You are not logged in.

#51 2022-08-20 19:49:10

Watnuss
Member
Registered: 2013-03-04
Posts: 53

Re: Lock up on upgrade kernel 5.18.16-arch1-1 to 5.19.1-arch2-1

another good one:

$ uname -r
5.18.0-rc1-1-00037-g76f61e1e89b3

Offline

#52 2022-08-20 20:08:13

loqs
Member
Registered: 2014-03-06
Posts: 18,001

Re: Lock up on upgrade kernel 5.18.16-arch1-1 to 5.19.1-arch2-1

git bisect good
Bisecting: 0 revisions left to test after this (roughly 1 step)
[30612045e69d088f1effd748048ebb0e282984ec] x86/sev: Use firmware-validated CPUID for SEV-SNP guests

https://drive.google.com/file/d/1WQia1c … sp=sharing linux-5.18rc1.r39.g30612045e69d-1-x86_64.pkg.tar.zst
https://drive.google.com/file/d/1s1gnCQ … sp=sharing linux-headers-5.18rc1.r39.g30612045e69d-1-x86_64.pkg.tar.zst

Offline

#53 2022-08-20 20:15:34

Watnuss
Member
Registered: 2013-03-04
Posts: 53

Re: Lock up on upgrade kernel 5.18.16-arch1-1 to 5.19.1-arch2-1

bad commit

Offline

#54 2022-08-20 20:33:13

loqs
Member
Registered: 2014-03-06
Posts: 18,001

Re: Lock up on upgrade kernel 5.18.16-arch1-1 to 5.19.1-arch2-1

git bisect bad
Bisecting: 0 revisions left to test after this (roughly 0 steps)
[b190a043c49af4587f5e157053f909192820522a] x86/sev: Add SEV-SNP feature detection/setup

https://drive.google.com/file/d/18-rY45 … sp=sharing linux-5.18rc1.r38.gb190a043c49a-1-x86_64.pkg.tar.zst
https://drive.google.com/file/d/1ByEqEY … sp=sharing linux-headers-5.18rc1.r38.gb190a043c49a-1-x86_64.pkg.tar.zst

Offline

#55 2022-08-20 20:56:31

Watnuss
Member
Registered: 2013-03-04
Posts: 53

Re: Lock up on upgrade kernel 5.18.16-arch1-1 to 5.19.1-arch2-1

again bad commit

Offline

#56 2022-08-20 20:57:10

loqs
Member
Registered: 2014-03-06
Posts: 18,001

Re: Lock up on upgrade kernel 5.18.16-arch1-1 to 5.19.1-arch2-1

git bisect bad
b190a043c49af4587f5e157053f909192820522a is the first bad commit
commit b190a043c49af4587f5e157053f909192820522a
Author: Michael Roth <michael.roth@amd.com>
Date:   Thu Feb 24 10:56:18 2022 -0600

    x86/sev: Add SEV-SNP feature detection/setup
    
    Initial/preliminary detection of SEV-SNP is done via the Confidential
    Computing blob.
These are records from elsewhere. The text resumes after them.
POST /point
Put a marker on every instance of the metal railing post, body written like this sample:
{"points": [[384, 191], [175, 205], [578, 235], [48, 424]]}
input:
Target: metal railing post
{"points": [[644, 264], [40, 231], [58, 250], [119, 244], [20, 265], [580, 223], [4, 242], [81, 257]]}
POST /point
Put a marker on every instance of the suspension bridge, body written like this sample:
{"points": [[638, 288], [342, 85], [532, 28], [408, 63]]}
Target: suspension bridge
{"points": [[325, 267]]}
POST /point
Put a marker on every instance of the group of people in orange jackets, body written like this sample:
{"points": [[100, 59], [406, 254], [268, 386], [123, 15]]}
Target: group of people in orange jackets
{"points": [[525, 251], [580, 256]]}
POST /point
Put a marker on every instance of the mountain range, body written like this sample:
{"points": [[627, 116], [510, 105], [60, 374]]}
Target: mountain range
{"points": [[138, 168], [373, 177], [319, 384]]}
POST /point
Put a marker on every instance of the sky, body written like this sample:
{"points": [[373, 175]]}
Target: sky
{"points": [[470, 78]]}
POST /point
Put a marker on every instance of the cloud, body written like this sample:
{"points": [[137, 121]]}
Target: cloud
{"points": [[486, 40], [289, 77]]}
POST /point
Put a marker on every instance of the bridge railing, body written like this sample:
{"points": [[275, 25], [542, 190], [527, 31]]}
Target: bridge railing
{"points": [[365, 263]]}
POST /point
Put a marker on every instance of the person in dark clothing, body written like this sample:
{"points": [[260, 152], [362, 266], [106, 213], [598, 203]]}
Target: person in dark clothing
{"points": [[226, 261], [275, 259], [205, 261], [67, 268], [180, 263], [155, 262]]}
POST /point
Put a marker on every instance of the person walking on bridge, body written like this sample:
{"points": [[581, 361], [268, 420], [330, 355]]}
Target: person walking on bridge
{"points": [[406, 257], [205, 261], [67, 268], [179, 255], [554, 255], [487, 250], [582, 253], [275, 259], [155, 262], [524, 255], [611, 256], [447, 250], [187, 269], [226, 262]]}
Check for it prior to the normal SEV/SME feature
    initialization, and add some sanity checks to confirm it agrees with
    SEV-SNP CPUID/MSR bits.
    
    Signed-off-by: Michael Roth <michael.roth@amd.com>
    Signed-off-by: Brijesh Singh <brijesh.singh@amd.com>
    Signed-off-by: Borislav Petkov <bp@suse.de>
    Link: https://lore.kernel.org/r/20220307213356.2797205-39-brijesh.singh@amd.com

 arch/x86/boot/compressed/sev.c     | 27 ----------------
 arch/x86/include/asm/sev.h         |  2 ++
 arch/x86/kernel/sev-shared.c       | 27 ++++++++++++++++
 arch/x86/kernel/sev.c              | 64 ++++++++++++++++++++++++++++++++++++++
 arch/x86/mm/mem_encrypt_identity.c |  8 +++++
 5 files changed, 101 insertions(+), 27 deletions(-)

Edit:
See if snp is being detected:

diff --git a/arch/x86/mm/mem_encrypt_identity.c b/arch/x86/mm/mem_encrypt_identity.c
index f415498d3175..4844c5b0221d 100644
--- a/arch/x86/mm/mem_encrypt_identity.c
+++ b/arch/x86/mm/mem_encrypt_identity.c
@@ -513,7 +513,7 @@ void __init sme_enable(struct boot_params *bp)
 	bool snp;
 	u64 msr;
 
-	snp = snp_init(bp);
+	snp = false;
 
 	/* Check for the SME/SEV support leaf */
 	eax = 0x80000000;

https://drive.google.com/file/d/1b0Kmp4 … sp=sharing linux-5.19.2.arch1-2.1-x86_64.pkg.tar.zst
https://drive.google.com/file/d/1er9Ili … sp=sharing linux-headers-5.19.2.arch1-2.1-x86_64.pkg.tar.zst

Last edited by loqs (2022-08-20 21:29:41)

Offline

#57 2022-08-20 21:48:29

Artlav
Member
Registered: 2016-07-11
Posts: 36
Website

Re: Lock up on upgrade kernel 5.18.16-arch1-1 to 5.19.1-arch2-1

Got the same problem (with GRUB). Kernel refuses to do anything but lock up or boot loop, regardless of parameters, earlyprintk, consol=ttyS0, nothing.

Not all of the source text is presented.